IX
Voisin et voisine
Les roses du teint de Rigolette pâlissaient de plus en plus ; sa charmante figure, jusqu’alors si fraîche, si ronde, commençait à s’allonger un peu ; sa piquante physionomie, ordinairement si animée, si vive, était devenue sérieuse et plus triste encore qu’elle ne l’était lors de la dernière entrevue de la grisette et de Fleur-de-Marie à la porte de la prison de Saint-Lazare.
– Combien je suis contente de vous rencontrer mon voisin, dit Rigolette à Rodolphe lorsque celui-ci fut sorti de la loge de Mme Pipelet. J’ai bien des choses à vous dire, allez…
– D’abord, ma voisine, comment vous portez-vous ? Voyons, cette jolie figure… est-elle toujours rose et gaie ? Hélas ! non ; je vous trouve pâle… Je suis sûr que vous travaillez trop…

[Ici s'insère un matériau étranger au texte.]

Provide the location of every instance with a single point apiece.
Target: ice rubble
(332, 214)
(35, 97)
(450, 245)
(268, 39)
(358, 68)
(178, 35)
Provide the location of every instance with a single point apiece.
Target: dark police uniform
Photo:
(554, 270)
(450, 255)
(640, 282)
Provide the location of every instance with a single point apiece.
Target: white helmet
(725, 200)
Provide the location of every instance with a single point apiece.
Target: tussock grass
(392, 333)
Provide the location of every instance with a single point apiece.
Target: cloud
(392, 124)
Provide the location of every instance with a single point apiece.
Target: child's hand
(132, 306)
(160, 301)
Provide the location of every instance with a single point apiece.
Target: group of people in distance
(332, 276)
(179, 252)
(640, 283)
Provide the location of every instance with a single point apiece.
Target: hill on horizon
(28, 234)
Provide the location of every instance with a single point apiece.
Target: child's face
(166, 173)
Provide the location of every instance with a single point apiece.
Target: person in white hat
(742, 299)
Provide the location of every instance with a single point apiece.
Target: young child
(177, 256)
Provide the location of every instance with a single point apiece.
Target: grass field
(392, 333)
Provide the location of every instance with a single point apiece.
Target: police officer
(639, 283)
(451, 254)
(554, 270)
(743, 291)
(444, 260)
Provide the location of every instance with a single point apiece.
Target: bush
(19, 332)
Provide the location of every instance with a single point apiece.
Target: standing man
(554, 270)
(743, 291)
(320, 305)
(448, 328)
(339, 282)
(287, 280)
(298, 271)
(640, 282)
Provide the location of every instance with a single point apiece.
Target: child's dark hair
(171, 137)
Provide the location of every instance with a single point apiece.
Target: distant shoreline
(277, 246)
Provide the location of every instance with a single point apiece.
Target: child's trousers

– Oh ! non, monsieur Rodolphe, je vous assure que maintenant je suis faite à ce petit surcroît d’ouvrage… Ce qui ne change, c’est tout bonnement le chagrin. Mon Dieu oui, toutes les fois que je vois ce pauvre Germain, je m’attriste de plus en plus.
– Il est donc toujours bien abattu ?
– Plus que jamais, monsieur Rodolphe, et ce qui est désolant, c’est que tout ce que je fais pour le consoler tourne contre moi, c’est comme un sort… Et une larme vint voiler les grands yeux noirs de Rigolette.
– Expliquez-moi cela, ma voisine.
– Hier, par exemple, je vais le voir et lui porter un livre qu’il m’avait priée de lui procurer, parce que c’était un roman que nous lisions dans notre bon temps de voisinage. À la vue de ce livre il fond en larmes ; cela ne m’étonne pas, c’était bien naturel… Dame !… ce souvenir de nos soirées si tranquilles, si gentilles au coin de mon poêle, dans ma jolie petite chambre, comparer cela à son affreuse vie de prison ; pauvre Germain ! c’est bien cruel.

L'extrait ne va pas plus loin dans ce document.